Trampled Under Foot
Denver Day of Rock
May 24, 2014
The Blues runs in the family. At least that's the case for a number of families over the years. Morganfield, Dickenson, Brooks, to name a few. The latest blues brood to hit the scene goes by the name of Schnebelen. Siblings Danielle, Nick and Kris learned to play together in their hometown of Kansas City, MO and eventually formed Trampled Under Foot.
Danielle plays bass and belts a mean vocal. Nick plays guitar and sings as well while Kris is a drummer. The family filled the bill for the classic power trio. The band toured extensively and released several CDs and DVDs. In 2011, they put out Wrong Side of the Blues
on their own TUF Records label. The album garnered widespread attention and resulted in a recording contract with the Concord Music Group which, in turn released the band's latest album, Badlands
Kris recently left the band and was replaced by Kansas City colleague Jan Faircloth. At the same time, TUF expanded to a quartet with the addition of keyboardist Mike "Shinetop" Sedovic. Those two along with Danielle and Nick form the current, touring version of TUF which played the Denver Day of Rock festival in downtown Denver on May 24.
For Saturday afternoon's set, Danielle fronted the band with Nick and his guitar to the left and Shinetop on the right side of the stage. Certainly, putting the cute chick front and center was a good marketing move, but Danielle was much more than that, delivering the blues with force and grace. Despite her petite stature, even in her six in heels, she belted the blues with power and feeling. Her bass playing equaled her vocal force. In fact, she was nominated as best blues bassist for the 2012 Blues Music Awards. She was rock solid all afternoon and, on a couple of occasions, laid down some especially funky and intricate bottom.
Nick proved to be equally charismatic with his own vocal style on at least a third of the songs where he sang lead. His guitar fills were consistently incisive and his slashing solos pulled the pain from his soul and spilled it all over the stage and the crowd. Usually brother and sister took turns singing, but occasionally they joined forces for some tight, bluesy harmonies. One interesting aspect of these siblings is that they are both left handed, making for a slightly off kilter, yet still uniform stage presence.

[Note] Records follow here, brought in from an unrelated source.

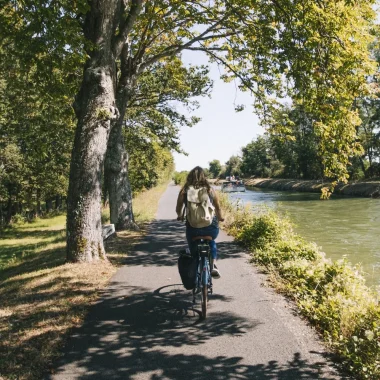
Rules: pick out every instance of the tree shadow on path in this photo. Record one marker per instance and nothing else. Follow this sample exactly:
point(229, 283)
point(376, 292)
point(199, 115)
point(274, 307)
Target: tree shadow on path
point(138, 336)
point(164, 240)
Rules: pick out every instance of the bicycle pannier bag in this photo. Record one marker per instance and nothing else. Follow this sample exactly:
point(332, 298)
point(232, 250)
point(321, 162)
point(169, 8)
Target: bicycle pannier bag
point(187, 267)
point(199, 209)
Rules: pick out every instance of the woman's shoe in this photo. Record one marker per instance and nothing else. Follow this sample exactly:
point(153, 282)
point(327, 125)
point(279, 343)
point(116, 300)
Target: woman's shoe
point(215, 272)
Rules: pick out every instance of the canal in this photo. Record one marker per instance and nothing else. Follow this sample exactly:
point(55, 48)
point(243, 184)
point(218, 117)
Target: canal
point(341, 226)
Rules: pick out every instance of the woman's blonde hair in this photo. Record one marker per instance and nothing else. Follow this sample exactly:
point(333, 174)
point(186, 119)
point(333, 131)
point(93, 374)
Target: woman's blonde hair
point(197, 179)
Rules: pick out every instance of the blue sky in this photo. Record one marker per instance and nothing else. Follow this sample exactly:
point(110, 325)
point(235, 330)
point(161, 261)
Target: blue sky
point(222, 132)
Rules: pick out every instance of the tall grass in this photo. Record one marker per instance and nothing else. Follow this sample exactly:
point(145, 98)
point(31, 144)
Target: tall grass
point(331, 294)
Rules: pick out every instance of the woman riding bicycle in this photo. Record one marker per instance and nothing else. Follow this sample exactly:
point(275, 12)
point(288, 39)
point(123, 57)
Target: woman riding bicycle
point(196, 179)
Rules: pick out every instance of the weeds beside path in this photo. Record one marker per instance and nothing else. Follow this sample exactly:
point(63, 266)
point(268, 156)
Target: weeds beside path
point(42, 298)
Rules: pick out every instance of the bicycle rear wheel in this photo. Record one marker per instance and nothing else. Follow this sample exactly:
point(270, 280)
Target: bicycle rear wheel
point(204, 292)
point(204, 296)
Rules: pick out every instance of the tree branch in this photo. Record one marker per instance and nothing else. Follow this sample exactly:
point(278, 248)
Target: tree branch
point(127, 26)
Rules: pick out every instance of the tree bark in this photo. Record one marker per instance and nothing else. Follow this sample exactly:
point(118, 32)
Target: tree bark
point(58, 202)
point(38, 201)
point(116, 167)
point(95, 109)
point(49, 204)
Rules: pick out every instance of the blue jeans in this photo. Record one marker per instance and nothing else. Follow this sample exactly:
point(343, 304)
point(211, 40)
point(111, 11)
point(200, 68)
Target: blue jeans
point(211, 230)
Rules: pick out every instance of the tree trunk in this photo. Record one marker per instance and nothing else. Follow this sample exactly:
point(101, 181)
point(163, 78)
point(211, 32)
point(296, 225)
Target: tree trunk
point(118, 185)
point(38, 201)
point(8, 215)
point(58, 202)
point(95, 109)
point(119, 189)
point(49, 204)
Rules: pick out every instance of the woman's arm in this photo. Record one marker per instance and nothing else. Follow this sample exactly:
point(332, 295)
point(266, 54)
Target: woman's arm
point(180, 204)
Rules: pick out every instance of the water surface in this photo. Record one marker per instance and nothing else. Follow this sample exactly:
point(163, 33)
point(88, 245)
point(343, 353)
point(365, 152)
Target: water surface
point(341, 226)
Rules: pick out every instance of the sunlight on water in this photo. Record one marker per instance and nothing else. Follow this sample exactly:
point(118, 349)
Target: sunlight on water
point(340, 226)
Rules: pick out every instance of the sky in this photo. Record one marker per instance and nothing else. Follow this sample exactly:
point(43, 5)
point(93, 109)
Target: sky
point(222, 132)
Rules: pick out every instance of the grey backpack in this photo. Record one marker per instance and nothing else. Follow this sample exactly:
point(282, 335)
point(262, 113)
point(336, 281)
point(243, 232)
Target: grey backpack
point(199, 209)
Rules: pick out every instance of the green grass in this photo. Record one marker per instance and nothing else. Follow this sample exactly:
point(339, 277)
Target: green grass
point(28, 239)
point(42, 297)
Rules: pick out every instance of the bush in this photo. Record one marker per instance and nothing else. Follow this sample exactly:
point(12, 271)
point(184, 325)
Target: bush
point(333, 295)
point(179, 178)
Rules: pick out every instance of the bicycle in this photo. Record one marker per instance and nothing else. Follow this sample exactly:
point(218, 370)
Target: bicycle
point(203, 279)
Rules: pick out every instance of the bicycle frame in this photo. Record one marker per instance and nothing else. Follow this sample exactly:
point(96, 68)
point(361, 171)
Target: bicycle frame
point(204, 279)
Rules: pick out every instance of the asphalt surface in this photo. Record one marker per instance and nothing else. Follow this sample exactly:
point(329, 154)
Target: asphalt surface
point(146, 327)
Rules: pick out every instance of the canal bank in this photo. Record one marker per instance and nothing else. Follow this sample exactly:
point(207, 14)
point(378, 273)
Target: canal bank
point(358, 189)
point(331, 294)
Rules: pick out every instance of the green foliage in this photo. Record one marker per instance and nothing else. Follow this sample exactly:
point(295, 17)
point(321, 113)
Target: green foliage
point(332, 295)
point(233, 166)
point(258, 159)
point(215, 168)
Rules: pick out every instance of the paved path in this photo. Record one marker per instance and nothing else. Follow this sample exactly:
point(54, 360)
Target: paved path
point(144, 326)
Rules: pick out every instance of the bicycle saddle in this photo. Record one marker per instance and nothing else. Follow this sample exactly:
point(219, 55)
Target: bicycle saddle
point(201, 238)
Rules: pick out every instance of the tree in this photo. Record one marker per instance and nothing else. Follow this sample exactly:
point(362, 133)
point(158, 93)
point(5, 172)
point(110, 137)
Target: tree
point(233, 166)
point(295, 144)
point(215, 168)
point(313, 52)
point(151, 106)
point(256, 158)
point(37, 85)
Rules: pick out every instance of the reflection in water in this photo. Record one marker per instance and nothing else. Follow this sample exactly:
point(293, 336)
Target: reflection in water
point(340, 226)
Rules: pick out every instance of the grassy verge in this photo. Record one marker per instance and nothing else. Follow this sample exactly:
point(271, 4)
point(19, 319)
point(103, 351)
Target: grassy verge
point(332, 295)
point(42, 298)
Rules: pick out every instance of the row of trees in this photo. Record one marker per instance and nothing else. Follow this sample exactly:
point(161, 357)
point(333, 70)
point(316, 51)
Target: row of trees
point(293, 151)
point(37, 123)
point(314, 53)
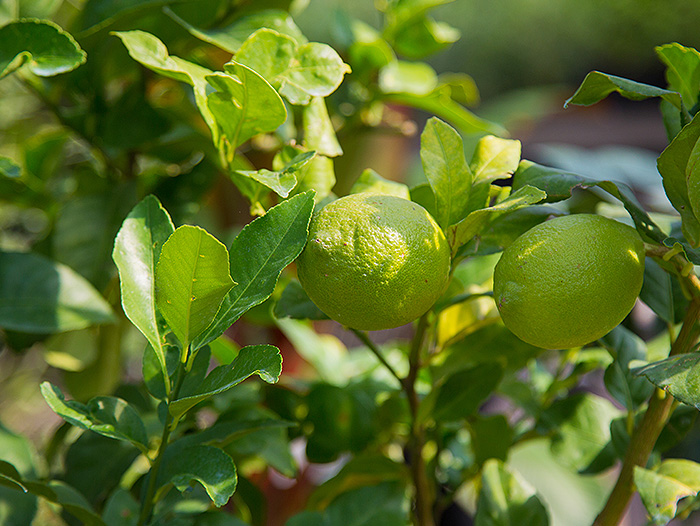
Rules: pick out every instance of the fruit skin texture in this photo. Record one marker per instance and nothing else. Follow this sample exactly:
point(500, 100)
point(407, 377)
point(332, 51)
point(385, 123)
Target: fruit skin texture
point(374, 262)
point(569, 281)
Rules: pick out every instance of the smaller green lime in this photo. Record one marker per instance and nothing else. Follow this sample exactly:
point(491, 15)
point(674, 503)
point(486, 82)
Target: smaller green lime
point(373, 261)
point(569, 281)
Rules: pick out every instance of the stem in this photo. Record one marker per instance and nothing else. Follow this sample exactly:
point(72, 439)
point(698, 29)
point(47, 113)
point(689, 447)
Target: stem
point(646, 434)
point(370, 345)
point(148, 502)
point(423, 498)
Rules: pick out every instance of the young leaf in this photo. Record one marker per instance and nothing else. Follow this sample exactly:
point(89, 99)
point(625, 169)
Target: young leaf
point(136, 252)
point(210, 466)
point(280, 181)
point(506, 499)
point(660, 494)
point(258, 255)
point(444, 164)
point(192, 277)
point(678, 166)
point(371, 181)
point(558, 185)
point(46, 48)
point(682, 70)
point(596, 86)
point(152, 53)
point(263, 360)
point(244, 104)
point(495, 158)
point(470, 226)
point(299, 72)
point(677, 375)
point(319, 134)
point(40, 296)
point(106, 415)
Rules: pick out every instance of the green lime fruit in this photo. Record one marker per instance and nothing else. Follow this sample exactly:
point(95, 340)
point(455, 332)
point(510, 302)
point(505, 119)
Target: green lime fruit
point(374, 262)
point(567, 282)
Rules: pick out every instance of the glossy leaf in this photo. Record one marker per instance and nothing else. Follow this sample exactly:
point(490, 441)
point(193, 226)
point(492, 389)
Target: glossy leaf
point(282, 182)
point(461, 393)
point(371, 181)
point(678, 166)
point(299, 72)
point(67, 301)
point(495, 158)
point(231, 37)
point(660, 494)
point(136, 252)
point(192, 277)
point(678, 375)
point(295, 303)
point(506, 499)
point(319, 134)
point(244, 104)
point(559, 184)
point(152, 53)
point(258, 255)
point(474, 223)
point(210, 466)
point(597, 85)
point(106, 415)
point(444, 164)
point(627, 388)
point(682, 70)
point(43, 46)
point(263, 360)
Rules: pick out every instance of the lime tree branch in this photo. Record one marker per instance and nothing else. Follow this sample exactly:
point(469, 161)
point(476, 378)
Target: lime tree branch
point(647, 433)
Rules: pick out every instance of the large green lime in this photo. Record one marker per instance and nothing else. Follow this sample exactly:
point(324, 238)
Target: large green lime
point(373, 261)
point(570, 280)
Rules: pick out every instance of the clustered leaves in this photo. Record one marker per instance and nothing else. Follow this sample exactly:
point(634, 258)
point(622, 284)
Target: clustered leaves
point(153, 129)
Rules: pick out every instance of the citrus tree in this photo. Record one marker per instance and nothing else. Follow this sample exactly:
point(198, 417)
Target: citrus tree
point(165, 165)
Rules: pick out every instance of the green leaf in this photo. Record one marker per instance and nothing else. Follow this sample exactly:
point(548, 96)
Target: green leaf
point(263, 360)
point(460, 394)
point(411, 78)
point(597, 85)
point(136, 252)
point(39, 296)
point(294, 303)
point(444, 164)
point(283, 181)
point(106, 415)
point(371, 181)
point(319, 134)
point(244, 104)
point(475, 222)
point(258, 255)
point(506, 499)
point(152, 53)
point(559, 184)
point(192, 277)
point(43, 46)
point(299, 72)
point(660, 494)
point(678, 166)
point(581, 428)
point(210, 466)
point(495, 158)
point(682, 70)
point(626, 387)
point(231, 37)
point(677, 375)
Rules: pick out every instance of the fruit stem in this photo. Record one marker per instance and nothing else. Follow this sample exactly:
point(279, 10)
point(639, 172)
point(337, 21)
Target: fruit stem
point(148, 502)
point(423, 496)
point(646, 434)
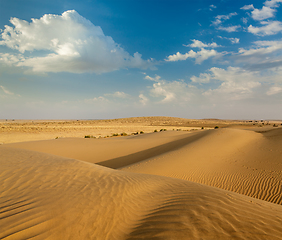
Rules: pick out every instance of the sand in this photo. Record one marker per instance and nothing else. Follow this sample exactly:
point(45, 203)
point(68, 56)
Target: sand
point(208, 184)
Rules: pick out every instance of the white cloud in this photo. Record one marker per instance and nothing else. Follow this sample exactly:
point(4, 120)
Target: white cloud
point(160, 89)
point(232, 40)
point(263, 55)
point(118, 95)
point(220, 18)
point(272, 3)
point(274, 90)
point(263, 47)
point(267, 11)
point(96, 100)
point(269, 28)
point(73, 44)
point(143, 99)
point(174, 91)
point(5, 90)
point(248, 7)
point(229, 29)
point(264, 13)
point(11, 59)
point(199, 44)
point(236, 83)
point(203, 78)
point(200, 56)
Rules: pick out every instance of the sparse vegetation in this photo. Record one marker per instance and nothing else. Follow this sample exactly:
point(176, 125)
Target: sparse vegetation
point(89, 136)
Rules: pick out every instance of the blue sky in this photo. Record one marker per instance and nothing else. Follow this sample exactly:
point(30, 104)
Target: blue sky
point(112, 59)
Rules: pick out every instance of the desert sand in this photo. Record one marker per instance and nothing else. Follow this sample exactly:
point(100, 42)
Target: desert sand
point(223, 183)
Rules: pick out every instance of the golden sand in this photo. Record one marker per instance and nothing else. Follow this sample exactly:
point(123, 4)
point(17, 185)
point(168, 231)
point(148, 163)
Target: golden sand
point(208, 184)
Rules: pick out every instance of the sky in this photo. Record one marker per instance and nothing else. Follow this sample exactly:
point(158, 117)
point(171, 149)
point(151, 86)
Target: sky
point(101, 59)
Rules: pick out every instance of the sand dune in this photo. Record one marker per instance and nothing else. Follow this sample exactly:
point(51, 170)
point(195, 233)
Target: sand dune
point(49, 197)
point(165, 185)
point(242, 161)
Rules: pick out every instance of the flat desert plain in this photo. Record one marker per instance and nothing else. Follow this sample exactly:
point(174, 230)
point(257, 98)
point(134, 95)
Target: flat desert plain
point(188, 181)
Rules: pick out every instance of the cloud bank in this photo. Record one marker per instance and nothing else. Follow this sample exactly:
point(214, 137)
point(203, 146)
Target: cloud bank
point(70, 43)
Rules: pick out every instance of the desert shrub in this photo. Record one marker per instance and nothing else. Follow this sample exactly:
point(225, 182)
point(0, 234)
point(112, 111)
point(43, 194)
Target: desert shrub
point(89, 136)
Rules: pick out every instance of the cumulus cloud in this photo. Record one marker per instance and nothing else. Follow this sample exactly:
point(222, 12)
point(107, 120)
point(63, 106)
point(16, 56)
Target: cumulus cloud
point(221, 18)
point(203, 78)
point(172, 91)
point(118, 95)
point(264, 13)
point(232, 40)
point(71, 43)
point(269, 28)
point(263, 55)
point(199, 56)
point(229, 29)
point(236, 83)
point(248, 7)
point(143, 99)
point(199, 44)
point(272, 3)
point(156, 78)
point(274, 90)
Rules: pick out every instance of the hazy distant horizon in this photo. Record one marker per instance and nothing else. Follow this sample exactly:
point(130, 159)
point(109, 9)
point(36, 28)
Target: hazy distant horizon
point(113, 59)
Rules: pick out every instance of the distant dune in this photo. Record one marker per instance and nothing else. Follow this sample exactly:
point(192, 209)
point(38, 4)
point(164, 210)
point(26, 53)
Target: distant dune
point(208, 184)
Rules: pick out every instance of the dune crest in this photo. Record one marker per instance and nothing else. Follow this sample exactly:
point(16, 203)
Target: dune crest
point(241, 161)
point(49, 197)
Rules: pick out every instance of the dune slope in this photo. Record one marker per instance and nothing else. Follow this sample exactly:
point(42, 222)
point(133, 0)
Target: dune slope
point(49, 197)
point(242, 161)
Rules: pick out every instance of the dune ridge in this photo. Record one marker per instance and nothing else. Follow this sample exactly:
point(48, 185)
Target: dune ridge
point(50, 197)
point(211, 184)
point(241, 161)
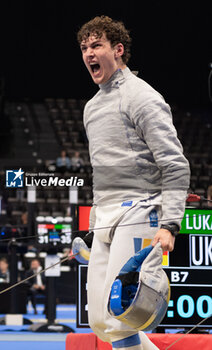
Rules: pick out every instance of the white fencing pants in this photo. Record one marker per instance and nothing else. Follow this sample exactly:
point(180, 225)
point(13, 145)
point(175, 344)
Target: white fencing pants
point(109, 254)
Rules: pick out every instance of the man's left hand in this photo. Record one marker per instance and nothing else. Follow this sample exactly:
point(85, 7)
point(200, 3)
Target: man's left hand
point(166, 239)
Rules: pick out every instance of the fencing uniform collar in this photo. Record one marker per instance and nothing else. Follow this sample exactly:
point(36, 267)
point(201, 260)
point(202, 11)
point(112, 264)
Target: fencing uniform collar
point(116, 79)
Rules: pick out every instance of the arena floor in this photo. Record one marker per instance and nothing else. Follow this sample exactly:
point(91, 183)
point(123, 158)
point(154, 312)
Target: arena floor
point(19, 338)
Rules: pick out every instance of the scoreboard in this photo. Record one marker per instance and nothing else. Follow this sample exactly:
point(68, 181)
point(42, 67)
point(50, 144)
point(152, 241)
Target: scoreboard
point(189, 268)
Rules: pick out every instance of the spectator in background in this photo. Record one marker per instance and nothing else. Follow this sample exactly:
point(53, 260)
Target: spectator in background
point(77, 163)
point(37, 284)
point(4, 270)
point(63, 162)
point(209, 195)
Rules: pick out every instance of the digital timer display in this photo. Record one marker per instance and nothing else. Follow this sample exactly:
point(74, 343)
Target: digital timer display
point(54, 234)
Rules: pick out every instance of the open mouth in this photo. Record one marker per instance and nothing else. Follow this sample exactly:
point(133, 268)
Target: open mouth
point(95, 67)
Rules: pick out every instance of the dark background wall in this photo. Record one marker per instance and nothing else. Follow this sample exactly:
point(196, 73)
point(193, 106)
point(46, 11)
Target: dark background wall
point(171, 47)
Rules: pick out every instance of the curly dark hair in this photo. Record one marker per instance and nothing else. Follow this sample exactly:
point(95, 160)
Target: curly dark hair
point(115, 32)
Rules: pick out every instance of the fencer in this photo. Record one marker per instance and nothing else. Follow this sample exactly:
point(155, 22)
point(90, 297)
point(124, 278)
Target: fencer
point(139, 172)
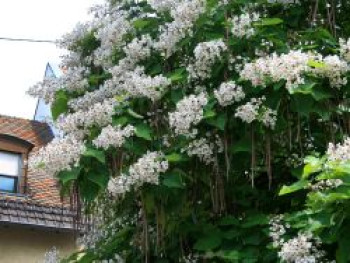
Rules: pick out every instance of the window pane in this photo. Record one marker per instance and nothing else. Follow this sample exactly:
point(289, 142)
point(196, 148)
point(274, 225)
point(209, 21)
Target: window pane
point(9, 163)
point(7, 184)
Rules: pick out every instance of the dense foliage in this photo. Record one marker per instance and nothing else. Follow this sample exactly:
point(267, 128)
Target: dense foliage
point(199, 130)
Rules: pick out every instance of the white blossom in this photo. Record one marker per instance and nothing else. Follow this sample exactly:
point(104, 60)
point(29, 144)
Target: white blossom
point(111, 31)
point(205, 56)
point(52, 256)
point(254, 110)
point(138, 84)
point(249, 111)
point(301, 249)
point(289, 67)
point(184, 14)
point(345, 49)
point(204, 149)
point(69, 41)
point(327, 184)
point(99, 114)
point(292, 66)
point(339, 152)
point(145, 170)
point(228, 93)
point(189, 111)
point(60, 154)
point(163, 5)
point(242, 25)
point(334, 69)
point(113, 136)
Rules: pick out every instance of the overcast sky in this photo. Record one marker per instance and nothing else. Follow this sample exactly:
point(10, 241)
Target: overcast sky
point(23, 64)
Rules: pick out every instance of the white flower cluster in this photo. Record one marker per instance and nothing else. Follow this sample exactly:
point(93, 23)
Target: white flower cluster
point(138, 84)
point(228, 93)
point(111, 31)
point(254, 110)
point(276, 230)
point(99, 114)
point(291, 67)
point(69, 40)
point(327, 184)
point(242, 25)
point(204, 150)
point(334, 69)
point(284, 2)
point(113, 136)
point(339, 152)
point(139, 48)
point(52, 256)
point(301, 249)
point(184, 14)
point(145, 170)
point(288, 67)
point(189, 111)
point(60, 154)
point(345, 49)
point(136, 50)
point(206, 54)
point(163, 5)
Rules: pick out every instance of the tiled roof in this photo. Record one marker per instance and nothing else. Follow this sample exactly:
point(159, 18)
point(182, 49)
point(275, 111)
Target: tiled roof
point(41, 204)
point(29, 213)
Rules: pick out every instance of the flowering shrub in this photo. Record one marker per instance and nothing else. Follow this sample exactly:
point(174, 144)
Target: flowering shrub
point(185, 125)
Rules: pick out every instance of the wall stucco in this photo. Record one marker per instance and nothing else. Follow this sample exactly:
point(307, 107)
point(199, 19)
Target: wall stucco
point(20, 244)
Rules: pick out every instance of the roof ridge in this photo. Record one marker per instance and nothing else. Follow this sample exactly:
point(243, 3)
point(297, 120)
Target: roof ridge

The song selection consisted mostly of band originals, many from the recent Badlands album, including the opener, "Bad, Bad Feeling." We also heard "Pain in My Mind," one that featured some of those vocal harmonies. The set concluded with some cover tunes, including one that appears on Badlands
, James Brown
's "It's a Man's, Man's, Man's World." That one was a showcase for Danielle to let her vocals rip in the best searing, pleading Brown tradition.
Another cover was "One Monkey Don't Stop No Show," originally popularized by Big Maybelle. This one showcased the band's experience and professionalism. Just after the song got underway, Danielle tried to adjust the mic stand which came apart in her hand. She was left holding the mic and a remnant of the stand in her left hand while she used the fingers on her right hand to slap the strings on her bass fret board to keep the bass line running. A tech guy quickly ran on stage and reassembled the mic stand while Danielle kept playing and singing. Clearly, the tune should have been renamed, "One Broken Mic Stand Don't Stop No Show."
Danielle introduced the closer by saying, "Well, you know, we have to do THAT song." Then they broke into Led Zeppelin's "Trampled Under Foot." No one offered any explanation about any relationship between the name of the band and that song, but sonically, it fit right in with the rest of the set.
Although only two members of the Schnebelen family played on Saturday, the family bonds run deeply through the band. Their dad, Bob Schnebelen co-wrote some of the songs on Wrong Side of the Blues
and their mom, Lisa Swedlund, sang backing vocals on several tracks on both of their most recent albums. Blues family values; the best kind.